Khin Myint, Dialysis Unit acting clinical nurse manager, Westmead Hospital
Buddhist and Burma-born Khin Myint is delighted to have this Easter weekend off work.
Khin will be spending quality time with her family, celebrating her daughter’s 22nd birthday as well as the Myanmar (formerly known as Burma) New Year.
“This is the first time in a long time where I’m not required to work,” she said.
“When my children were younger we gave them chocolate Easter eggs and I remember helping them make their Easter hats for the school parades.
“Now they are older they prefer money or technology.”

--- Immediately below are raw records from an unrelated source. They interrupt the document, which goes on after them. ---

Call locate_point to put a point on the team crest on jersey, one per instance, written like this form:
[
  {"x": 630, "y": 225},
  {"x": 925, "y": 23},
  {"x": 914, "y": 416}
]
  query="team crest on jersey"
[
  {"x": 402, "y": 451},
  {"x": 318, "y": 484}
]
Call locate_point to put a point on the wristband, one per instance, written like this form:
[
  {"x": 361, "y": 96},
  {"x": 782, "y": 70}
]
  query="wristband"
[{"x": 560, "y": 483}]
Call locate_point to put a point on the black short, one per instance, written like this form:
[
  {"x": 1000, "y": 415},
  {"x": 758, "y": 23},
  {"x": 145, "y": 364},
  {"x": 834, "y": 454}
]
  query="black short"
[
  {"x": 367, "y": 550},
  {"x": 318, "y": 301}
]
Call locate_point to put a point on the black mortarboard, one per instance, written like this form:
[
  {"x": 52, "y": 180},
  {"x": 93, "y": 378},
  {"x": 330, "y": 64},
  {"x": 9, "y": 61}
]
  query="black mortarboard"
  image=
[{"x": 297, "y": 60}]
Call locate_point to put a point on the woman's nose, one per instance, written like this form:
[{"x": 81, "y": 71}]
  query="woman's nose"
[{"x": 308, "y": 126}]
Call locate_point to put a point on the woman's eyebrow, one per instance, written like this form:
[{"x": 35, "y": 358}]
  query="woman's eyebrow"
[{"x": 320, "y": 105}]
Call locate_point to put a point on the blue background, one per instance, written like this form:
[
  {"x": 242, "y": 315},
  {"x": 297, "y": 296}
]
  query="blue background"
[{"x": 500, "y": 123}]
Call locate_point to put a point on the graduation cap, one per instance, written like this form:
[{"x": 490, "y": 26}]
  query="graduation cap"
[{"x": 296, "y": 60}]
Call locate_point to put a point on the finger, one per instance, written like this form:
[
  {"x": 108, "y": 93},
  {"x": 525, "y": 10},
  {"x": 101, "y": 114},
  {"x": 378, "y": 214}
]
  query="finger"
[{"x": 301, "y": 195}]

Khin said she still buys Easter eggs for her friends’ children, and the family will also enjoy fish on Good Friday – specifically, chilli marinated barramundi.
Mona Malla, midwife, Auburn Hospital
“I’m Sunni Muslim. I was born and raised in Australia and I follow the routine pillars of Islamic faith,” Mona said.
“We’ve got Ramadan coming up in less than a month, so I will be fasting for that month, which I’m excited about. It’s a beautiful time because it brings us all together.
“We have nothing at all, no food or drink, from sunrise to sunset. And then between sunset to sunrise we spend time together and break our fast together as a family.”
Mona will be working this Friday, otherwise as a keen Bulldogs fan she would be at the Good Friday clash against the Rabbitohs. But her other Easter tradition will not be disrupted.
“I’ll still definitely go to the Easter Show! Even though I don’t celebrate the religious side of Easter, I definitely take advantage of the time with family and friends. And have lots of chocolate as well.”
Pinalben Patel, General Services assistant, Mount Druitt Hospital
“I’m Hindu so we celebrate Diwali, kite festival and Navratri,” Pinal said.
“We dress in bright colourful clothing, ‘garaba’ (dance) and eat traditional sweet foods and snacks such as kaju katli and laddu. These celebrations are normally held for five days in October or November depending on the Hindu Calendar.”
But while Easter isn’t part of Pinal’s religion, it’s a holiday she has embraced in Australia – including a classic school tradition.
“We celebrate by going out with 15-20 friends and family to a park or camping weekend,” she said.
“We enjoy water activities, swimming, cooking and eating BBQ vegetarian foods. We give chocolate Easter eggs to our family and friends, and currently I’m helping my son make his hat for his school’s Easter hat parade.”